Юрий Векслер: Я беседую о Петере Цадеке с Мариной Рошанковой. Она родилась в Советском Союзе, получила режиссерское образование в Вене и была в течение нескольких лет ассистенткой режиссера на многих спектаклях Петера Цадека.
Марина Рошанкова: Ему нужны были люди, с которыми он не должен был разговаривать, которые как бы понимали его без слов. И к этим людям относились именно эти актеры. Думаю, что они работали и с другими, но именно когда он спрашивал, они к нему приходили. И когда это был актер, которого он не так хорошо знал, это было не так просто, потому что именно этот подход, это же нужно перебороть какой-то страх в себе или не иметь этого страха, когда тебе режиссер говорит сделать вот это так, ты что-то делаешь, а потом он говорит, теперь сделать это по-другому, а теперь - совсем по другому. Я знаю, что очень многие актеры поэтому злились на него или не любили с ним играть. Но это было на каком-то доверии. У нас еще какой-то был ассистент, мы работали в Гамбурге, и он сказал: “Вот ты и я, мы как бы остались детьми, а вот он стал взрослым”. Хотя этот парень был намного моложе меня и Цадека. Есть люди, которые оставляют в себе какое-то детство. Не инфантильность, а просто любовь к игре, к такому размаху. И это, конечно, для меня, как для ассистента, было не так просто. Рамки должны быть очень крепкими, чтобы можно было положиться, что вот сейчас не ворвется в дверь, не вбежит, что-то не скажет, чтобы мгновение не испортить. Говорил он все только один раз. Он вот сказал, мимо проходя, что хочет вот это, и он это забывал, но это должно было быть сделано уже тут же. Вот это для ассистента была такая работа.

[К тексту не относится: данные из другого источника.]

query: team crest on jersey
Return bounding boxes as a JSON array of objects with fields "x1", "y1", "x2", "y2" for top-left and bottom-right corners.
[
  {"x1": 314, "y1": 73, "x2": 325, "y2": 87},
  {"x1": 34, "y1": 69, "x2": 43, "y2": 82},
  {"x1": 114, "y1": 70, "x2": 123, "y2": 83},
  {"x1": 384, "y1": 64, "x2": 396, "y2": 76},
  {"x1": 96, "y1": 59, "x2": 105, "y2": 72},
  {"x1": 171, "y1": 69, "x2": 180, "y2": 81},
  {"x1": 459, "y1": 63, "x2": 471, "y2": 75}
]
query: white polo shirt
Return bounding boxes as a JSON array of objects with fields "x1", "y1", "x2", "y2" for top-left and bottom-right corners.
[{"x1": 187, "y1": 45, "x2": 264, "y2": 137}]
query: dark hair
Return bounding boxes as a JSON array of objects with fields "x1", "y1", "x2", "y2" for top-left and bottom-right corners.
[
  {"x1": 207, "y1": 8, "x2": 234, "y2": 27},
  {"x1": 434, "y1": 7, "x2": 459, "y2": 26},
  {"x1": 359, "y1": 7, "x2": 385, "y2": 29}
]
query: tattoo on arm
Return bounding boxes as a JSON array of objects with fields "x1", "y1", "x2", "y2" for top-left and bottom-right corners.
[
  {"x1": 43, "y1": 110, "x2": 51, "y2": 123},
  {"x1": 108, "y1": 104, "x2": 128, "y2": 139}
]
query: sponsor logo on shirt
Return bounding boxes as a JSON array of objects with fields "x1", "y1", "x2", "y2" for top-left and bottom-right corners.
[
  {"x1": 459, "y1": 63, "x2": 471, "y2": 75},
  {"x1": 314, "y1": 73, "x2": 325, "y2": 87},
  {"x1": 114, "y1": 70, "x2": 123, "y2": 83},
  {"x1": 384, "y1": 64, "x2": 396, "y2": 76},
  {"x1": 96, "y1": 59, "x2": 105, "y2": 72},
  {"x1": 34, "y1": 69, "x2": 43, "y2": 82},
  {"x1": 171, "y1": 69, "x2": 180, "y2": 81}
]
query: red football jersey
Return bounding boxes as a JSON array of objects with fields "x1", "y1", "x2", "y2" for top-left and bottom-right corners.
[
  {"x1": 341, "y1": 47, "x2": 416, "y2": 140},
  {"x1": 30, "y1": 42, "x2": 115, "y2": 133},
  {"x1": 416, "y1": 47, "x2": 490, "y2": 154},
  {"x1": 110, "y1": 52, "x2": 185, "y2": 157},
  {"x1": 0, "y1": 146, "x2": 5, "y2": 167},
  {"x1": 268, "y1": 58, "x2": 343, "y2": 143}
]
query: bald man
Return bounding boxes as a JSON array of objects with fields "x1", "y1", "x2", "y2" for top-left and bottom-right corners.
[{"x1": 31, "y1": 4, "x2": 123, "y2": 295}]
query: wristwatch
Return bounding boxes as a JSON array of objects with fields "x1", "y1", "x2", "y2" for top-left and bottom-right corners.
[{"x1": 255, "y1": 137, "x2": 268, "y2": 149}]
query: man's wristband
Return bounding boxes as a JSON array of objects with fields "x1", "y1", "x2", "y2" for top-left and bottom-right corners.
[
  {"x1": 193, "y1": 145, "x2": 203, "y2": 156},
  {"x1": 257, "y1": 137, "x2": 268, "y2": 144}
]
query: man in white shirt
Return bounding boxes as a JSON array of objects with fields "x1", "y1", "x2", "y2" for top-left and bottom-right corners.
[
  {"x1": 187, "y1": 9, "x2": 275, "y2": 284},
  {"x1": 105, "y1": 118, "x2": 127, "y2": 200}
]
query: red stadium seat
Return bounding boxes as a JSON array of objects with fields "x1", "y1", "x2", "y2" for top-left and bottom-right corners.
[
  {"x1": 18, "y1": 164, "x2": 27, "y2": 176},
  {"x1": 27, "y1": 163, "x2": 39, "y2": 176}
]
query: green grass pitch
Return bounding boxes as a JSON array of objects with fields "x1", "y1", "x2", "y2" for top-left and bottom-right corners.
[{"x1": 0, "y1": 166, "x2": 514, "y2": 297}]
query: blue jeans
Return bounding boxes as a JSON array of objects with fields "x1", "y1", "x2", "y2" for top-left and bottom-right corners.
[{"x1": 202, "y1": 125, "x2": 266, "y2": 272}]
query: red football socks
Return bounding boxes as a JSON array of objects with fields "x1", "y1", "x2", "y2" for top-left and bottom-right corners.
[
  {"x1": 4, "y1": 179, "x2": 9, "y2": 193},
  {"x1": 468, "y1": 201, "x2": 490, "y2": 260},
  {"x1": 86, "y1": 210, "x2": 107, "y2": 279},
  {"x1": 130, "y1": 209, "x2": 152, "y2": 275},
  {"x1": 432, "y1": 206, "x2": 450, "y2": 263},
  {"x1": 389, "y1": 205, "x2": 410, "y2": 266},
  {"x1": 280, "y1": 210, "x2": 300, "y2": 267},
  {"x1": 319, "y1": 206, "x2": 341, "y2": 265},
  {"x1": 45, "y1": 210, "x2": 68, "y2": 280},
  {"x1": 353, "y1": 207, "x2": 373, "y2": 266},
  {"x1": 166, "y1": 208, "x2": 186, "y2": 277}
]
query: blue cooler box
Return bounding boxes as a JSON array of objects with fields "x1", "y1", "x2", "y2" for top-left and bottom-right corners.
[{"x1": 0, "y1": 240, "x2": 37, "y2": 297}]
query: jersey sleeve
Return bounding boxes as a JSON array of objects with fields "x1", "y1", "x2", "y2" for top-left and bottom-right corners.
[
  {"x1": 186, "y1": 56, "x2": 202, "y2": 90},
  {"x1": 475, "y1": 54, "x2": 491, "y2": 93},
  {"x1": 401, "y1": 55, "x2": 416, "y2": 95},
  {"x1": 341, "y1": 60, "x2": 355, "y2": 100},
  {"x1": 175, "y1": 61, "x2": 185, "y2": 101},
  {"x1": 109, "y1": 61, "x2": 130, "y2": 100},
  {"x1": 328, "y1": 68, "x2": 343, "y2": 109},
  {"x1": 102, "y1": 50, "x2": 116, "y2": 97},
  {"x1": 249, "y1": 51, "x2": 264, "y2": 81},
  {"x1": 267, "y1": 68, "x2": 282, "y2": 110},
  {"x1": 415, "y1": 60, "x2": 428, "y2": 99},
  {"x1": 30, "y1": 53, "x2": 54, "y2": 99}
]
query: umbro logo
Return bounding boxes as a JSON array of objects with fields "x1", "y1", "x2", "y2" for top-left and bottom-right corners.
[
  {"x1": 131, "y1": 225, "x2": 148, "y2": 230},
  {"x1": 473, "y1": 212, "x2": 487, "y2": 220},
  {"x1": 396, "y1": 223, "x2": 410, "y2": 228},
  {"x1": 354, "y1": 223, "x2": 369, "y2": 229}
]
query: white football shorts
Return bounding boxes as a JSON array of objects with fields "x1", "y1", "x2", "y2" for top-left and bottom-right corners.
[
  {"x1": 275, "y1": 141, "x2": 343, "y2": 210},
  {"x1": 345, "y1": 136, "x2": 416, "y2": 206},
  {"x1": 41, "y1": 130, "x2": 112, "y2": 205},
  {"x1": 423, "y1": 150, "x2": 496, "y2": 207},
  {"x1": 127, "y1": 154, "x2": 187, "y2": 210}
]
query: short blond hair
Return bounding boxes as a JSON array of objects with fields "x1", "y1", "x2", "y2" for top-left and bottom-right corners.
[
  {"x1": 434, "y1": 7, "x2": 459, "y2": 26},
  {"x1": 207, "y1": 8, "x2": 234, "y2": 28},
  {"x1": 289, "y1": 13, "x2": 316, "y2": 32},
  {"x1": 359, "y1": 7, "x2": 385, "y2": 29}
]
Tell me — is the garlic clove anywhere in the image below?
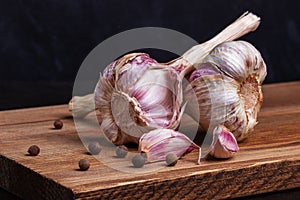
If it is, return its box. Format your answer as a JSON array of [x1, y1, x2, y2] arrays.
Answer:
[[95, 53, 184, 144], [139, 129, 201, 164], [209, 125, 239, 159]]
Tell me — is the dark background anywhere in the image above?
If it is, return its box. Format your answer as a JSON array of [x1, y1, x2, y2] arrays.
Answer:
[[0, 0, 300, 199]]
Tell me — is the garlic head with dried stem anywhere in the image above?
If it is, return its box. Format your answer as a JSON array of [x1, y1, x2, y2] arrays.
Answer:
[[186, 41, 267, 141]]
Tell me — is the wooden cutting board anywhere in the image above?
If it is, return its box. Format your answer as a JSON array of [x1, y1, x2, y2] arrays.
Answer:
[[0, 82, 300, 199]]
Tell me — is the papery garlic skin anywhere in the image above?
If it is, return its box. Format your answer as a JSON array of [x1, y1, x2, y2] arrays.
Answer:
[[186, 41, 267, 141], [95, 53, 182, 144], [209, 125, 239, 159], [139, 129, 201, 164]]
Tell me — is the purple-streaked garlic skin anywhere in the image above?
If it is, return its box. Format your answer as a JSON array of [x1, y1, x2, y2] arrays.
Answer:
[[139, 129, 201, 162], [209, 125, 239, 159], [95, 53, 182, 144], [185, 41, 266, 141]]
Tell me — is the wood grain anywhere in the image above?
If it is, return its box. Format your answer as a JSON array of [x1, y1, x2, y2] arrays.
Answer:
[[0, 82, 300, 199]]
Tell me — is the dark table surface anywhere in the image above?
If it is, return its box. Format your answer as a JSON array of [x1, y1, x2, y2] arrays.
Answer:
[[0, 81, 300, 200]]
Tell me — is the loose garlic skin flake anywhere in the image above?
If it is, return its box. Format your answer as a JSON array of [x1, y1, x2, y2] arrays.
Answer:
[[186, 41, 267, 141]]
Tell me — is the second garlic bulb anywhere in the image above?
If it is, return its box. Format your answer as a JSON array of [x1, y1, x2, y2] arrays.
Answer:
[[186, 41, 267, 141]]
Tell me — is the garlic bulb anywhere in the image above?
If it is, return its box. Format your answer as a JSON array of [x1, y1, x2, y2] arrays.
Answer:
[[186, 41, 267, 141], [208, 125, 239, 159], [94, 53, 183, 144]]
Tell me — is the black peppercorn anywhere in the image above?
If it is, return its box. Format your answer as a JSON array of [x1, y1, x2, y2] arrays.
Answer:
[[116, 145, 128, 158], [78, 159, 90, 171], [88, 142, 102, 155], [27, 145, 40, 156], [53, 119, 64, 129], [132, 154, 146, 168], [166, 153, 178, 166]]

Юрий Векслер: Вот что такое для него этот самый ребенок?
Марина Рошанкова: Театр это для людей, которые как бы детство в карман засунули и ушли. Это когда нет такой цензуры, что нужно сначала просто все испробовать. И вот я знаю, когда игрался “Вишневый сад”, третий акт, когда они приходят обратно и говорят, что сад продан, это просто тогда запомнилось, совершенно случайный ковер (откуда этот ковер - никто не знал), этот ковер был положен на стол. И вот с тех пор лежал ковер на столе. По-русски это или не по-русски, но вот Цадеку это понравилось, что там лежит этот ковер, и он там остался. Такая была сцена. Я думаю, что он подарил театру свободу.
Юрий Векслер: Теперь я хотел бы вернуться к спектаклям Петера Цадека, в которых на сцене действуют евреи. Первая постановка в Ульме “Венецианского купца” вызвала обвинение Петера Цадека в антисемитизме. Он сказал тогда: “До тех пор, пока не выразят плохие стороны евреев, они не начнут спорить со своим антисемитизмом”. Цадек ставил Шейлока три раза, а кроме этого он поставил явно антисемисткую пьесу Кристофера Марло “Мальтийский жид” и пьесу израильского драматурга Джошуа Соболя “Гетто”.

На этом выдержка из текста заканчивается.